American Society of Plastic Surgeons, 2009
Pediatric Dog Bite Injuries: Children’s Hospital of Philadelphia
In a 5-year review of 239 patients, 137 or 51% were attacked by pit bulls.
American Association of Plastic Surgeons, 2008
A ten-year, two-institution review of pediatric dog attacks: Advocating for a nationwide prohibition of dangerous dogs
From a review of 109 patients, 57% of dogs were deemed to be of a dangerous breed (Pit Bull or Rottweiler).
The American Journal of Forensic Medicine and Pathology, 2007
Pitbull Mauling Deaths in Detroit
There is a tendency for pit bulls to attack the neck region and destroy the blood vessels of the neck and cause extensive avulsions of the scalp and ears.
Journal of the American Veterinary Medical Association, 2000
Breeds of dogs involved in fatal human attacks in the United States between 1979 and 1998
Fatal attacks on humans appear to be a breed-specific problem to pit bull-type dogs and Rottweilers.
Pediatrics (American Academy of Pediatrics), 1996
Fatal Dog Attacks, 1989-1994
Pit bulls were involved in 24 deaths out of 109 dog bite-related fatalities.
Pediatrics (American Academy of Pediatrics), 1991
Dog Bites in Urban Children
In a study of 168 children, significantly more pit bull injuries (94%) were the consequence of unprovoked attacks.

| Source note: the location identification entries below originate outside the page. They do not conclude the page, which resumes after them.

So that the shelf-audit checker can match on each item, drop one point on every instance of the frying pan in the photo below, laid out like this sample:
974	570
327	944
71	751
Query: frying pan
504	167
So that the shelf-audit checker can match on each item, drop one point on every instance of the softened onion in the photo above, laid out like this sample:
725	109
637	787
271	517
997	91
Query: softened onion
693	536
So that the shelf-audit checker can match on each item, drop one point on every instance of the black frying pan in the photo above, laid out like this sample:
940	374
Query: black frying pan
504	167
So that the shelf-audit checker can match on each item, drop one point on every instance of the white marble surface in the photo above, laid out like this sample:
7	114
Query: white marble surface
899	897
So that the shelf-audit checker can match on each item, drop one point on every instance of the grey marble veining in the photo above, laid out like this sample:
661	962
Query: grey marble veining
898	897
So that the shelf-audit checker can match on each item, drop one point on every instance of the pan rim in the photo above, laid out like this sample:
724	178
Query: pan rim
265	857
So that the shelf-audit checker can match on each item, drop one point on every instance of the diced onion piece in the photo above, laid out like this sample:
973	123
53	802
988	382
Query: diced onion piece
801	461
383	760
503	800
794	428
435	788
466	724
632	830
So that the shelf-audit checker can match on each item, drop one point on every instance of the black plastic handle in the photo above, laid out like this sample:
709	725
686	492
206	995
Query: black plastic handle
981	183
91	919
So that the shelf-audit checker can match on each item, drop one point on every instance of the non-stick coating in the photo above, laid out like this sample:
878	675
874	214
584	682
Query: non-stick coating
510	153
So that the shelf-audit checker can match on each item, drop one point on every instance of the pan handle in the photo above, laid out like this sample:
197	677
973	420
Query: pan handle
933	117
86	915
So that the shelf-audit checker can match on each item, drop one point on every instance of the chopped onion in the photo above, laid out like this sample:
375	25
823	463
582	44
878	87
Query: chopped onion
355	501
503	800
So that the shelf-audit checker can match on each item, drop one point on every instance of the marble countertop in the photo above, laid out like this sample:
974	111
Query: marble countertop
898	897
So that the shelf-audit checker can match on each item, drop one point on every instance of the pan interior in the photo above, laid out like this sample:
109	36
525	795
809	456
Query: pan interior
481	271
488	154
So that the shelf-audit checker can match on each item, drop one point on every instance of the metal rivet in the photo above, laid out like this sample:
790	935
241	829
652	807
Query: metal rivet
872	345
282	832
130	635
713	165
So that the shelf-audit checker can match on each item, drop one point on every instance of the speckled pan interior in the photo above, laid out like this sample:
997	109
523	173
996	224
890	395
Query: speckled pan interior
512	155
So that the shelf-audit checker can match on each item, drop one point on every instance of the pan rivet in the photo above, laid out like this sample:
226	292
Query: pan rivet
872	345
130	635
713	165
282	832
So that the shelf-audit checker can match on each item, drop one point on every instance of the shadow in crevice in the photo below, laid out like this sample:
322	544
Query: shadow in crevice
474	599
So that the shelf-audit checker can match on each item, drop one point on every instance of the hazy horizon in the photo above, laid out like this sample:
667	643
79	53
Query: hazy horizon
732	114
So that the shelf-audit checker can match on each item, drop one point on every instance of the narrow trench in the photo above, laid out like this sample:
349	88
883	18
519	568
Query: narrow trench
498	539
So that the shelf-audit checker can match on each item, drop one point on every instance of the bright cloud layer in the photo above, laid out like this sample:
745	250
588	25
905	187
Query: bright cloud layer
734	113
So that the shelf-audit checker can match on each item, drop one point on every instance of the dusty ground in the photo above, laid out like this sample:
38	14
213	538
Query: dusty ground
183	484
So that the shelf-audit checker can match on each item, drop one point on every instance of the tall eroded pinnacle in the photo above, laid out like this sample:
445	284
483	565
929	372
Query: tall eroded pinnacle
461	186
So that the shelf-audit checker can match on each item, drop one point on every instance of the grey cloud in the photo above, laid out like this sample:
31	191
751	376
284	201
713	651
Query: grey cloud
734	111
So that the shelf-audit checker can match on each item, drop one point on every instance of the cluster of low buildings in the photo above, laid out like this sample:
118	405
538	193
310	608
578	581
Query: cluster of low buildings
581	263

Journal of the American Medical Association, 1989
Dog Bite-Related Fatalities from 1979 through 1988
Pit bull breeds were involved in 41.6% of 101 deaths where dog breed was reported, almost three times more than German shepherds, the next most commonly reported breed. The proportion of deaths attributable to pit bulls increased from 20% in 1979 and 1980 to 62% in 1987 and 1988.